TWO AT A TIME QUARTER SQUARE TRIANGLES
You will need one of your 5-3/4″ x 5-3/4″ white fabric squares C and your 5-3/4″ x 5-3/4″ black fabric D square. Now draw a diagonal line on the wrong side of the white square then place both fabrics RST.
Sew 1/4″ away from each side of your diagonal line.
Then cut the unit apart along your drawn line.
Now repeat with your remaining fabric C and D squares.
Open your HST’s and finger press your seam to the dark side and set with an iron.
Now on one of your red and white HST’s draw a diagonal line down the centre on the wrong side, making sure your ruler is aligned along your seam line. This will give you a 90-deg. angle.
Then place your red and white square on top of a black and white square RST. Make sure the red fabric is on top of the white triangle and the black triangle is underneath the other white triangle. Nest the seams (use pins if needed to keep everything in place) and sew 1/4″ away from each side of your diagonal line, then cut apart along your drawn line.
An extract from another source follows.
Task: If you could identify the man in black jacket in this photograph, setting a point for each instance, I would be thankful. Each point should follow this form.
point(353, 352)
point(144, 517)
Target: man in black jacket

Now repeat with the other two HST’s.
Before you open your now QST’s take your seam ripper and unpick the two or three stitches that lie above your horizontal seam. Don’t cut them just unpick them. Do the same on the other side.
Open your QST and twirl your centre seam by finger pressing your seams in an anti-clockwise direction before setting with an iron. You should see a little four patch in the centre.
Then trim your QST’s to 4-1/2″ by placing your ruler’s 45° diagonal line along the diagonal seam line of your block and make sure your ruler’s 2-1/4″ lines are aligned with the centre of your unit (see image above). Now trim away excess fabric from the top and right.
Finally turn your unit, place your ruler’s 4-1/2″ lines along the bottom and left side and you should see the 2-1/4″ lines running through the centre of your unit. Now trim.
Now repeat to make two more QST’s.
Next, we are going to use the stitch and flip method to turn these four side units into on point ‘square in a square’ units. For each unit you will need one of your QST’s, two white 2-1/2″ squares (F) and two grey 2-1/2″ squares (G). Draw a diagonal line on back of the white and grey squares.
Take one white square and place RST with the QST in the top left-hand corner making sure that the red triangle is on the left (see image above). Align the edges making sure that the inner corner of your white square is aligned with your diagonal seam line. Sew on top of your diagonal line then trim away the excess fabric leaving a 1/4″ seam. Then open out your fabric and finger press your seam open, being careful not to stretch your fabric, then fix with an iron.
Repeat this process with one of your grey squares, trimming away the excess fabric and finger pressing open before fixing with the iron.
Now repeat with your second grey square making sure it is on top of the black fabric and finally your white square.
Make three more.
Finally take the remaining fabrics and repeat the process for the last, central unit.
Now lay out all your units to form the Diamond Shoofly Block. Make sure that everything is in the right place.
Keeping your fabrics in order, sew them together one row at a time. Take care to match your points. Finger press your seams open before fixing with an iron. Finally join your rows together matching your points as you go and again pressing your seams open.
If you have sewn your block together accurately it should measure 12-1/2″ square but if you need to trim it make sure you leave 1/4″ seam allowance on all your points.
Well done!… you have finished your eleventh block.